Red Head Woman
Film

Jean Harlow sizzles and the dialogue crackles in this boundary-pushing comedy of sex and social-climbing. Newly restored in 2K! Part of the Belfast International Arts Festival’s 60th anniversary.

Jean Harlow, the blonde bombshell bar none of 1930s Hollywood, rinsed her hair scarlet to play social-climbing homewrecker Lil Andrews in this audacious, cynical and often hilarious Pre-Code film from MGM.

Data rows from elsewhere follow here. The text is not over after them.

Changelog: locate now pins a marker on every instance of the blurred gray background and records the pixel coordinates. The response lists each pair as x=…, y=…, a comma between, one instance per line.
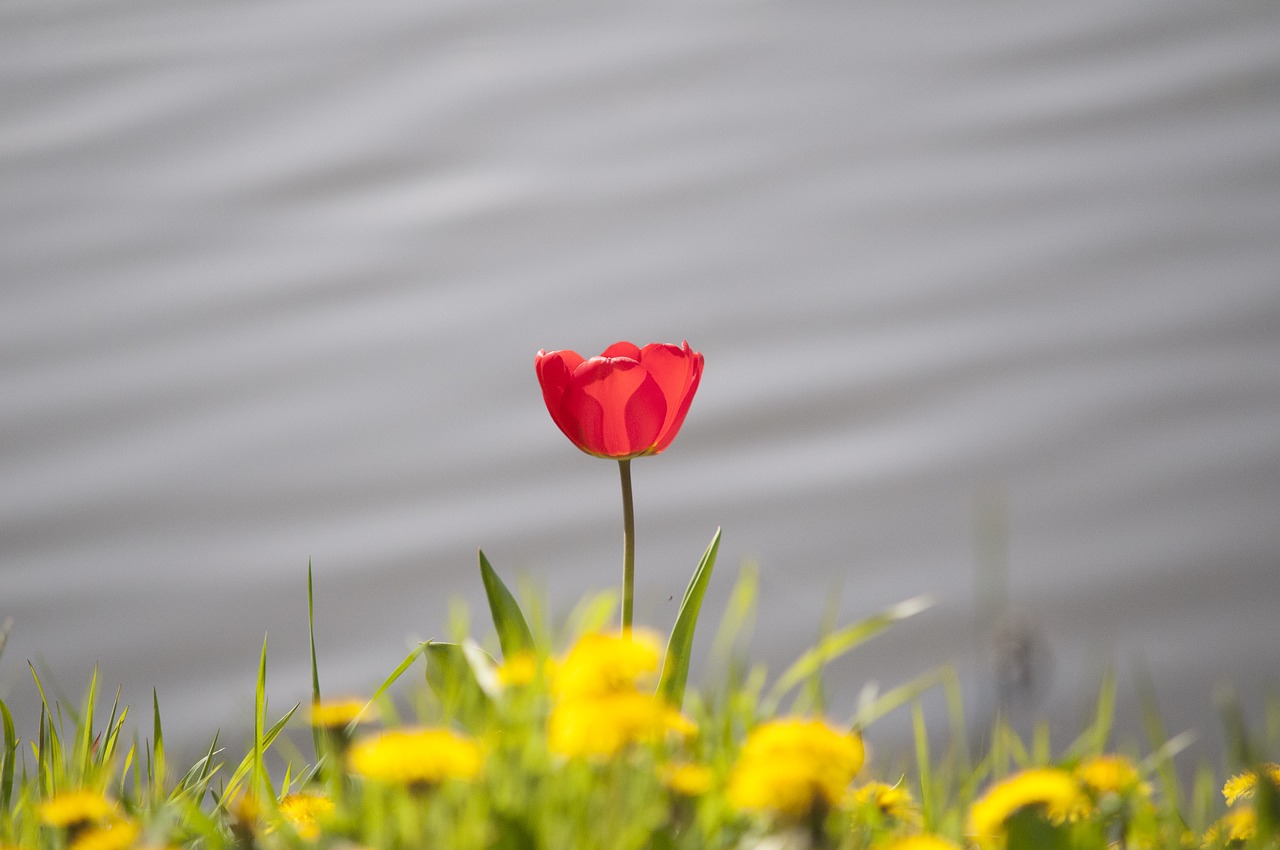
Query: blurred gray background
x=983, y=289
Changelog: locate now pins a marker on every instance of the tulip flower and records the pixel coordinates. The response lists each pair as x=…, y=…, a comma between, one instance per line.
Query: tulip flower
x=626, y=402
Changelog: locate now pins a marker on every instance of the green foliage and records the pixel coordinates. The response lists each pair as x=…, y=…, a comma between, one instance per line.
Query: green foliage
x=529, y=752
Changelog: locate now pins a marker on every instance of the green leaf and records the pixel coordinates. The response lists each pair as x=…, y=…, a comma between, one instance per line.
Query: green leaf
x=835, y=645
x=9, y=757
x=873, y=704
x=680, y=647
x=158, y=777
x=315, y=668
x=513, y=633
x=461, y=675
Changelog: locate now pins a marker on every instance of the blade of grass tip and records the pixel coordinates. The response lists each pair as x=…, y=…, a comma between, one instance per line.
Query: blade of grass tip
x=836, y=645
x=1157, y=736
x=254, y=763
x=315, y=668
x=680, y=645
x=85, y=743
x=158, y=777
x=8, y=758
x=196, y=778
x=513, y=633
x=451, y=677
x=874, y=704
x=112, y=737
x=739, y=616
x=1093, y=739
x=812, y=697
x=421, y=649
x=110, y=732
x=257, y=780
x=923, y=763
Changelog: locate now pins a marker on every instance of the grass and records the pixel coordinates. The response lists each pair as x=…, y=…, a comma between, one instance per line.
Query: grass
x=592, y=739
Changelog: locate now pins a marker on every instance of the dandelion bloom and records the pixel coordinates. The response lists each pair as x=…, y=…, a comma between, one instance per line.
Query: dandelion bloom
x=69, y=808
x=922, y=842
x=891, y=801
x=305, y=810
x=603, y=726
x=416, y=757
x=791, y=764
x=1110, y=775
x=1054, y=791
x=625, y=402
x=1238, y=825
x=599, y=665
x=1242, y=785
x=337, y=713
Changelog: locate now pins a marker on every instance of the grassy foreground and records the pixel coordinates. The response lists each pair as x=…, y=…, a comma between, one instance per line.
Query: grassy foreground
x=589, y=739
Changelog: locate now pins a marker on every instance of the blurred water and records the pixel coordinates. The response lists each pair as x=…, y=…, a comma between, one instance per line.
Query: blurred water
x=274, y=274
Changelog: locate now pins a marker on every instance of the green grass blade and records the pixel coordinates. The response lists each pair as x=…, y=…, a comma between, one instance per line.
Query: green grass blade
x=923, y=764
x=873, y=704
x=421, y=649
x=254, y=766
x=7, y=758
x=837, y=644
x=457, y=681
x=158, y=777
x=680, y=647
x=513, y=633
x=259, y=780
x=315, y=667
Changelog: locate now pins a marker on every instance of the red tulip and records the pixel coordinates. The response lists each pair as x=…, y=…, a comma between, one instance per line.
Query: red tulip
x=624, y=403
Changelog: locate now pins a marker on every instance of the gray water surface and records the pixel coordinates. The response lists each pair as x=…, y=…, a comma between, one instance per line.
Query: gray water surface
x=273, y=275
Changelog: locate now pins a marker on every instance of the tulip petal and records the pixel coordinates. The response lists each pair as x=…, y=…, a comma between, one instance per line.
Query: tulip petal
x=677, y=369
x=616, y=406
x=622, y=350
x=554, y=375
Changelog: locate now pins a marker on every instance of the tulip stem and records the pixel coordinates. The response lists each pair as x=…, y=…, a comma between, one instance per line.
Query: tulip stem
x=629, y=545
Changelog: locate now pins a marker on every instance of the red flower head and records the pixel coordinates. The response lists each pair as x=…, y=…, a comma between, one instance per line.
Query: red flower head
x=625, y=402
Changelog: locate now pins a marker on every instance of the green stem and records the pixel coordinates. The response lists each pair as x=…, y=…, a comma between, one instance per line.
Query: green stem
x=629, y=545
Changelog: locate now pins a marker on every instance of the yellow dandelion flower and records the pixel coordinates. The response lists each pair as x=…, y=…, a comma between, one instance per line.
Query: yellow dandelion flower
x=688, y=778
x=69, y=808
x=1242, y=785
x=607, y=663
x=1110, y=775
x=1055, y=791
x=606, y=725
x=1238, y=825
x=305, y=810
x=117, y=835
x=922, y=842
x=519, y=670
x=337, y=713
x=891, y=800
x=416, y=757
x=787, y=766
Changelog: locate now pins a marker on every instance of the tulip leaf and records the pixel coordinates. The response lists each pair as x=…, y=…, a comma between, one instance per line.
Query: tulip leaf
x=836, y=644
x=675, y=670
x=513, y=633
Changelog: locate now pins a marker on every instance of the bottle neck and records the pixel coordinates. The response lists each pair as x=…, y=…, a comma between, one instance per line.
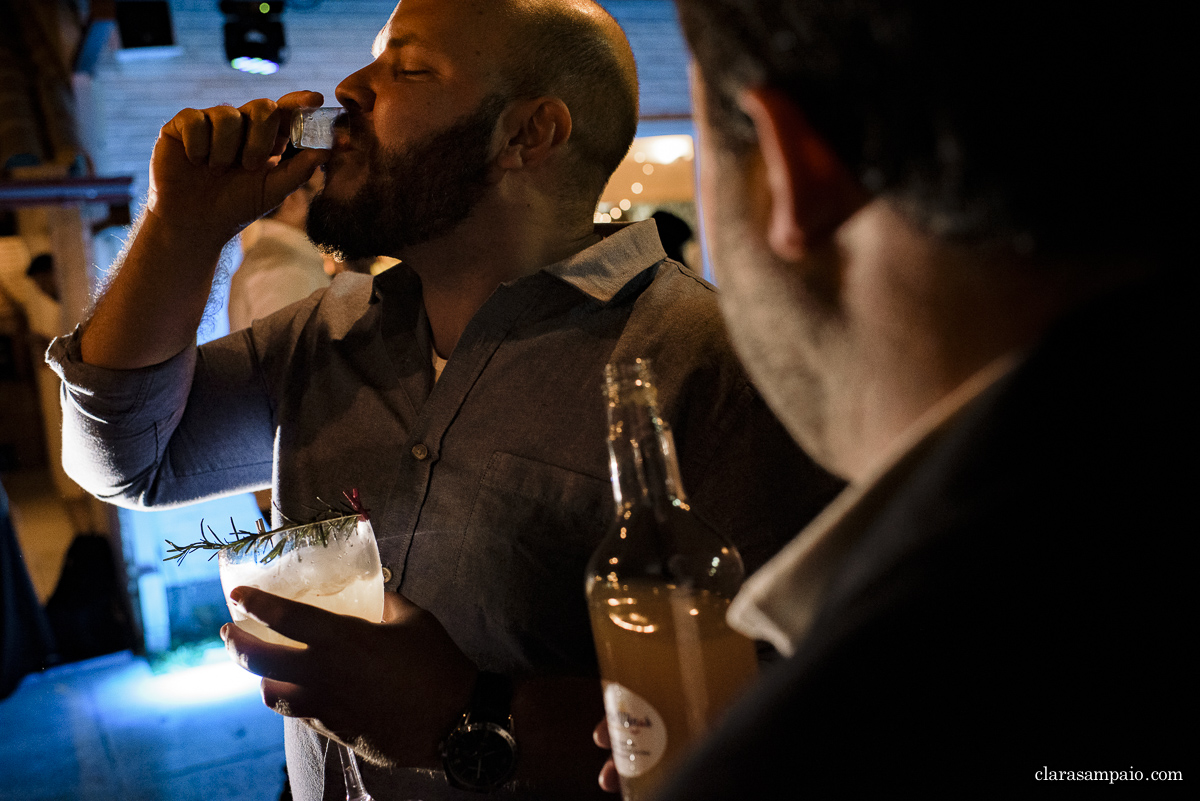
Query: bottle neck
x=641, y=449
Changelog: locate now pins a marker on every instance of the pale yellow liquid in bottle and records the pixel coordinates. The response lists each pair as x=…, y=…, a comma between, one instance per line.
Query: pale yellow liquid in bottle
x=673, y=650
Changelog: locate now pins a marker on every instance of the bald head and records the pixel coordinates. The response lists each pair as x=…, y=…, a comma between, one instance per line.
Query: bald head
x=575, y=50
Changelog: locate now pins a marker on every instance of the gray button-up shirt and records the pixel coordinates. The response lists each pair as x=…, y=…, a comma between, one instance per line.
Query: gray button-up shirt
x=489, y=489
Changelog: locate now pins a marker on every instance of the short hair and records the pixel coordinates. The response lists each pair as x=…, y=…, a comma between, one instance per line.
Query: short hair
x=585, y=60
x=1043, y=126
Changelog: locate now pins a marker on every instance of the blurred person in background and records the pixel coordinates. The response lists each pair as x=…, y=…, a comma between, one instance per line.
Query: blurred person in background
x=280, y=265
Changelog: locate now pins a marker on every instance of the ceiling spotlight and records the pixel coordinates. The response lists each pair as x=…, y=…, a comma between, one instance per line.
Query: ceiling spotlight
x=255, y=36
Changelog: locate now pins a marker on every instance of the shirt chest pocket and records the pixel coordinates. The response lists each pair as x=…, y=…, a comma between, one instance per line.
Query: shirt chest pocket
x=532, y=529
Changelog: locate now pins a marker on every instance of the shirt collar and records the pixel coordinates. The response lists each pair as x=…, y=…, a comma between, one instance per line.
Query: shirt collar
x=601, y=271
x=781, y=600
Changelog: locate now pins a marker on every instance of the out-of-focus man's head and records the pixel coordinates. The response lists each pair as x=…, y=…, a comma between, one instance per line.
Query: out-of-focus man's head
x=901, y=192
x=431, y=115
x=1041, y=126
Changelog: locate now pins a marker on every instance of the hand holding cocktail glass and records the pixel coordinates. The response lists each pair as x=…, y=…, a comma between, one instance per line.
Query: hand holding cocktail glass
x=390, y=690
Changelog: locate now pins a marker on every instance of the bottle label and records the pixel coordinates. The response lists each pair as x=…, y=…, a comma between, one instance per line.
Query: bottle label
x=636, y=729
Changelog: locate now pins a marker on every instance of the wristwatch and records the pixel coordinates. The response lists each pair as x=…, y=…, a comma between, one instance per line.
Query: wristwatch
x=480, y=753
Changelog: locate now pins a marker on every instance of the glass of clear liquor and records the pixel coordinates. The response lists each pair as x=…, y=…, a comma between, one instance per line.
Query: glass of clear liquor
x=313, y=127
x=330, y=564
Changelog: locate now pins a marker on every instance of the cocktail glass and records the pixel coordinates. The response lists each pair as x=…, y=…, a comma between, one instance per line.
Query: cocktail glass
x=333, y=565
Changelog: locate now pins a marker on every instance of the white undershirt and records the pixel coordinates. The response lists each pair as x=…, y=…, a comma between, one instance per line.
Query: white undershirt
x=438, y=365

Anita Loos was famous for announcing that Gentlemen Prefer Blondes, but it was her rewrite on F Scott Fitzgerald’s screenplay, adapted from Katharine Brush’s popular 1931 novel, that gave Lil’s story the laughs it desperately needed. Lil is a seemingly hard woman in a tough world, but Loos’s one-liners draw the audience on to her side, as she seduces first her married boss (Chester Morris) and then a visiting coal tycoon (Henry Stephenson). As Screenland’s critic wrote: “Jean plays a mean part so cleverly that you can’t help liking this wild red-headed woman.” And Lil’s not alone in her sexual “racketeering”. Una Merkel plays her fretful, wisecracking best pal to perfection and none other than Charles Boyer plays a key role as a divertingly attractive chauffeur.

The Hays Office demanded 17 cuts to the film to tone down Harlow’s sexual assertiveness and still some audience members were shocked by her antics. In fact, the film was banned outright in the UK. So watch with caution.

This film is part of Pre-Code Hollywood: Rules Are Made to be Broken, a strand of Cinema Rediscovered curated by film writers and critics Pamela Hutchinson and Christina Newland. Pre-Code Hollywood presents some of Hollywood’s most risqué films made before the 1930s Hays code was enforced.